Pilot Test Results - Basic Participant Information
Participant Gender, Age, and Hours in Game Per Week




The collection of basic information about the participants plays little role in the collection of data from the Game Experience Questionnaire. However, its collection does still provide the opportunity to review any trends that may be present and demonstrates the average demographic of those who interacted with the testing. The gallery above features charts demonstrating the make up of the participants of the pilot test and shows their recent and overall experience with video games. Interestingly all participants felt they were experienced with games.
Pre-GEQ information




The information presented in the gallery above shows the split of which level participants had first, alongside their time taken to complete each level. The chance of having either level first is 50% so the close split makes sense. The time to complete the diegetic level was a lot longer than the non-diegetic. In my opinion, this is due to the fact that the non-diegetic puzzle is just quicker to complete, a key takeaway from testing covered further down on this page. However, the box and whisker graph does seem to show that the time taken to complete the diegetic level is far more diverse amongst participants in comparison to the non-diegetic level.
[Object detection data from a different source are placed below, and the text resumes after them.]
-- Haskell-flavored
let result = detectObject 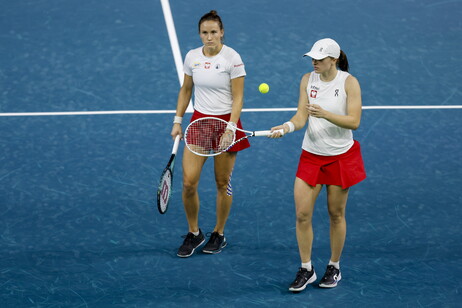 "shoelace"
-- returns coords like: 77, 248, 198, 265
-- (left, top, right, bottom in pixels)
326, 265, 337, 276
206, 232, 220, 243
181, 232, 194, 243
295, 268, 305, 282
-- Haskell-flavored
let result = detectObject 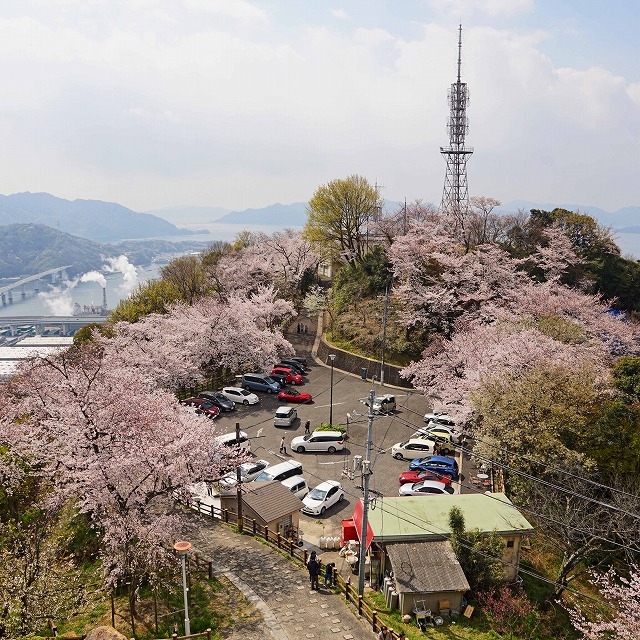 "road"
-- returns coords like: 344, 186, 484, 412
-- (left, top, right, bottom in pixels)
208, 354, 468, 544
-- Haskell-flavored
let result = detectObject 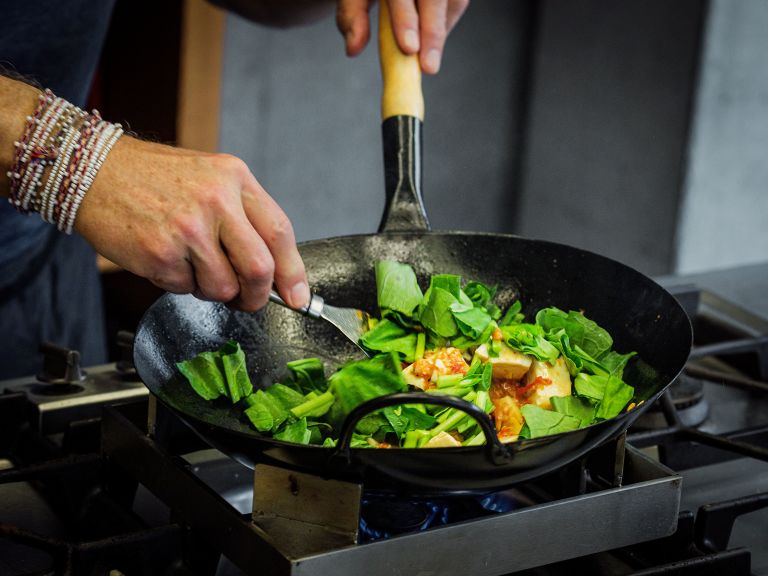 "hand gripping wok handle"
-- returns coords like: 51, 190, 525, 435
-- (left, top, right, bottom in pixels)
333, 392, 510, 465
269, 290, 325, 318
379, 0, 430, 232
379, 0, 424, 121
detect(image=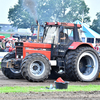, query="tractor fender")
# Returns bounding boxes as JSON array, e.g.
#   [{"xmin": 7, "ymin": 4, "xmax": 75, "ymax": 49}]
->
[{"xmin": 68, "ymin": 42, "xmax": 94, "ymax": 50}]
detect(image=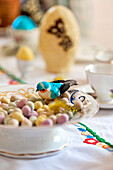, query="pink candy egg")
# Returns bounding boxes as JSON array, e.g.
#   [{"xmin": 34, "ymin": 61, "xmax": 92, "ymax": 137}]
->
[
  {"xmin": 41, "ymin": 119, "xmax": 53, "ymax": 126},
  {"xmin": 17, "ymin": 99, "xmax": 27, "ymax": 109},
  {"xmin": 22, "ymin": 106, "xmax": 31, "ymax": 117},
  {"xmin": 30, "ymin": 110, "xmax": 38, "ymax": 117},
  {"xmin": 0, "ymin": 115, "xmax": 5, "ymax": 124},
  {"xmin": 57, "ymin": 113, "xmax": 69, "ymax": 124}
]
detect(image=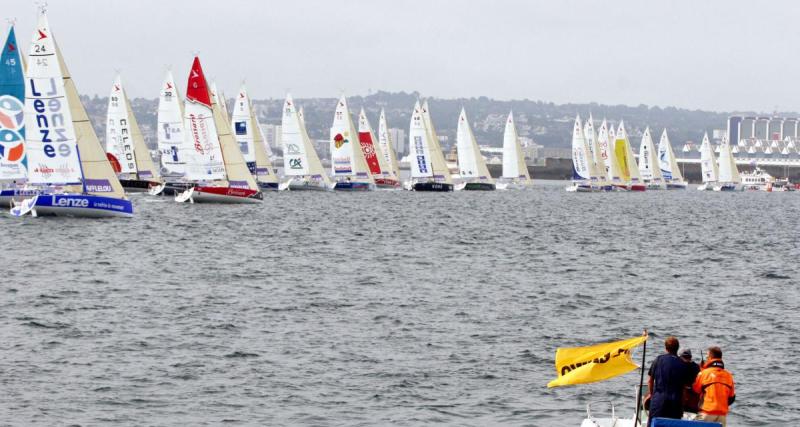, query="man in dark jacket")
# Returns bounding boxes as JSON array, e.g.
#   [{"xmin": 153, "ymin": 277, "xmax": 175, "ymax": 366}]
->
[{"xmin": 647, "ymin": 336, "xmax": 694, "ymax": 424}]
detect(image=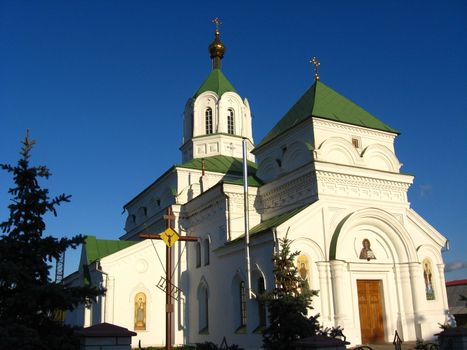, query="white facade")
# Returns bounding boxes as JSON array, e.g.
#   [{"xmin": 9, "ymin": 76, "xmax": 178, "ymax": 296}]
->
[{"xmin": 68, "ymin": 45, "xmax": 448, "ymax": 349}]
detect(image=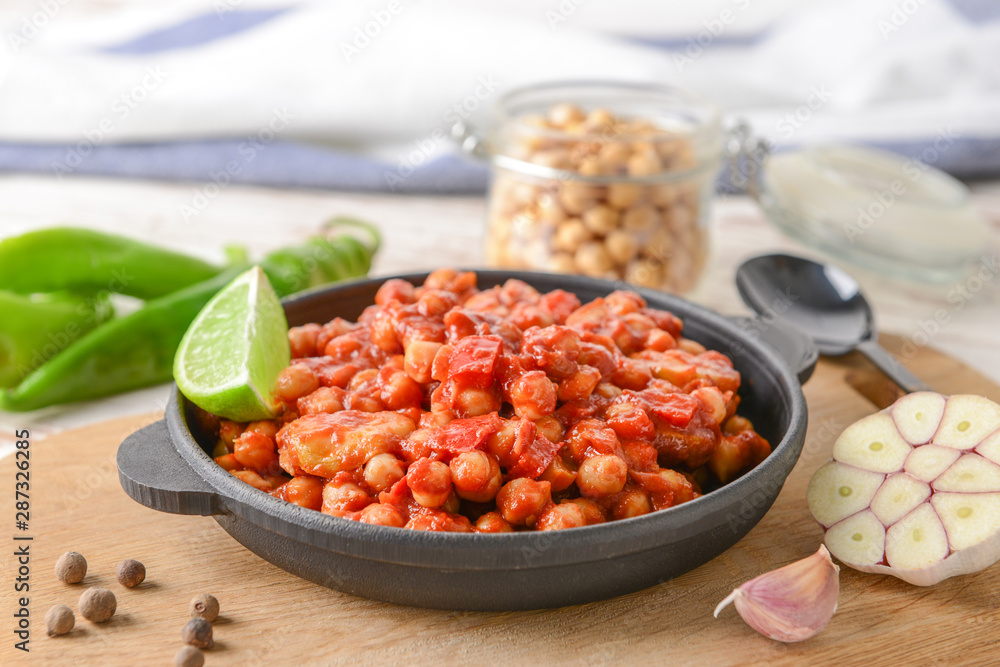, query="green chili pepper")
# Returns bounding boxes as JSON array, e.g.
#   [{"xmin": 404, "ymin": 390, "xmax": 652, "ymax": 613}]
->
[
  {"xmin": 0, "ymin": 290, "xmax": 113, "ymax": 387},
  {"xmin": 0, "ymin": 227, "xmax": 222, "ymax": 299},
  {"xmin": 0, "ymin": 221, "xmax": 379, "ymax": 412}
]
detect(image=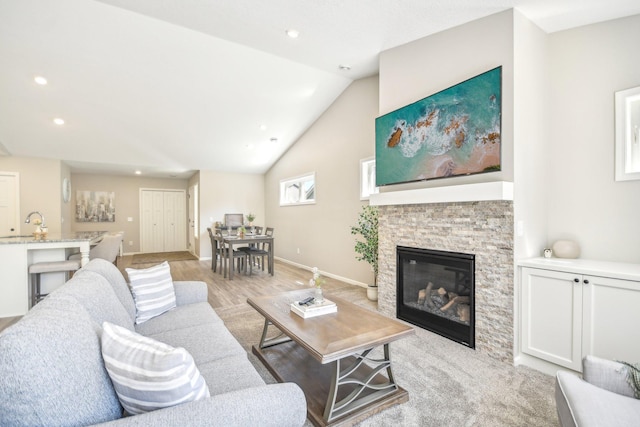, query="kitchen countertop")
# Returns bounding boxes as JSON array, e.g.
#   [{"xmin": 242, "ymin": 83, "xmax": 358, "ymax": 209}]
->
[{"xmin": 0, "ymin": 231, "xmax": 107, "ymax": 245}]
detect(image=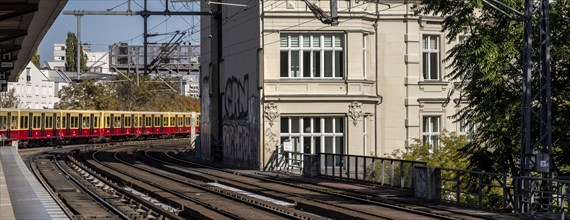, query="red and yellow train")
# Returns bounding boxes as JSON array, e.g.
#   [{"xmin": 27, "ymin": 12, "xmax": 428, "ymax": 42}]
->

This also seems to coincide with recent experience of participants, as the two participants that took far longer than the others to complete the level, whilst reporting they were experienced, reported having had very little time in games in the past week in comparison to other participants. This seems to support conclusions made by Iacovides and others (2015) regarding the role of expertise aiding in creating a sense of immersion, and by extension decreasing a better immersed participants completion time.
Covered now will be the average participant responses for each component of the GEQ (Game Experience Questionnaire) employed via a Jotform (Jotform Inc 2006) survey. Each component will be accompanied by a gallery with associated tables. A brief summary of my thoughts and any correlations will be given.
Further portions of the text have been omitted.